Es ist eine Schweizer Reaktion auf die Grauen des syrischen Bürgerkriegs: Syrische Staatsangehörige, die seit längerem hierzulande leben, können ihre Angehörigen vereinfacht holen. Es gibt viele Anfragen. Elf Gesuche sind bereits bewilligt worden – seit einer Woche.

Für Ziad Malki war sofort klar letzte Woche: Er will seine Familie von Syrien in die Schweiz holen. Denn: «Das Land ist total zerstört. Es gibt ein Aufkommen von radikalen Gruppen. Man hat gar keine Hoffnung.»

Der 31-Jährige Student hat Mutter, Vater und Geschwister in dem Bürgerkriegsland. Sein Vater ist politisch engagiert, sie sind Christen. «Die Familie hat Aleppo verlassen wegen der Kämpfe», sagt Malki. Wenn sie an einen sicheren Ort käme, sei das optimal.

Malki hat bereits mit der Schweizer Botschaft im Libanon telefoniert. Dorthin oder in die Türkei, nach Jordanien oder Ägypten müssen Angehörige in der Schweiz lebender Syrer reisen, um ein Visum zu beantragen.

Eine Woche: Elf Gesuche

Beim Bundesamt für Migration heisst es: Es gebe viele Anfragen. Elf Gesuche seien bereits bewilligt worden seit letztem Mittwoch.

Malkis Familie wird quer durch Syrien reisen müssen. Unterwegs könnten sie beispielsweise entführt werden. Er habe Angst, denn es gebe keine Garantie, dass seine Familie in der libanesischen Hauptstadt Beirut ankommen.

Gefährliche Ausreise

Die Gefahren einer Ausreise beschäftigen auch Ashti Amir: Der Flüchtlings-Betreuer lebt seit 14 Jahren in der Schweiz. Auch er hat Eltern und Geschwister in Syrien: «An der türkischen Grenze haben sich die Kontrollen extrem verschärft. Ein Grenzstück zum Libanon ist heute in den Händen der Freien Syrischen Armee. Morgen hat Hisbollah oder die Regierung die Macht. Es ist sehr gefährlich.»

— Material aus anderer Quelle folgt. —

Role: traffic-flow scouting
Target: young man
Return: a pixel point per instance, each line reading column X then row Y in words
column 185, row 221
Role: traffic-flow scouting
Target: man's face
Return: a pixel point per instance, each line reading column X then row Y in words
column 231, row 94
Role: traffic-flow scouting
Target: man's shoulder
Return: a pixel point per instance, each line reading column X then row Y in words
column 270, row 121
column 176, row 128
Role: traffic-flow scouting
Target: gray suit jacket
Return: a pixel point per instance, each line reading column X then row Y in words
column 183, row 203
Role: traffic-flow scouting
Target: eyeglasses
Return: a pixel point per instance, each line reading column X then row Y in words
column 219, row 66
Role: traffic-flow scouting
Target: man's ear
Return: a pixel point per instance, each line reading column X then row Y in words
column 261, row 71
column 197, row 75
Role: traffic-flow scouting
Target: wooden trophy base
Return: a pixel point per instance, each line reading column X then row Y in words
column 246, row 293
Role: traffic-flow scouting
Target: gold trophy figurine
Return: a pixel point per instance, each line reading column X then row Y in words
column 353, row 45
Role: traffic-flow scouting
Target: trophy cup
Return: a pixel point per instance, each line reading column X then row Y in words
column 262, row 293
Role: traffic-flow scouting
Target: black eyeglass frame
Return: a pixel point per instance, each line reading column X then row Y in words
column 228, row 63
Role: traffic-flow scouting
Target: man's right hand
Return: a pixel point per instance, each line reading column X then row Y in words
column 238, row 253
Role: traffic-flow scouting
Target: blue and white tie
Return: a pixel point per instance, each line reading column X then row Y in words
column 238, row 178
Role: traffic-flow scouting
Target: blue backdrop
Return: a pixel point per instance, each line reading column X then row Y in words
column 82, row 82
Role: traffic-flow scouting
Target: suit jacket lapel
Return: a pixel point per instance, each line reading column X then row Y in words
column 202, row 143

Ashti Amir überlegt sich, seine Eltern in Sicherheit zu bringen. Doch hat er sie seit über vier Monaten nicht mehr erreicht.

Was kommt dann? Unwichtig!

1600 Syrer haben eine Schweizer Aufenthalts-Bewilligung B oder C. Sie dürfen nun Eltern, Kinder sowie Geschwister und deren Familien hierher holen. Die Flüchtlingshilfe erwartet mehrere Hundert Menschen. In der Schweiz müssen sie eine vorläufige Aufnahme oder Asyl beantragen, um bleiben zu können.

Ziad Malki kann die Ankunft seiner Familie kaum erwarten. Wo und wovon sie dann leben werde, sei im Moment unwichtig. Er sagt: «Ich weiss es nicht. Wahrscheinlich werde ich Geld ausleihen oder an einige Türen klopfen. Wenn es um Leben und Tod geht, finde ich einen Weg.»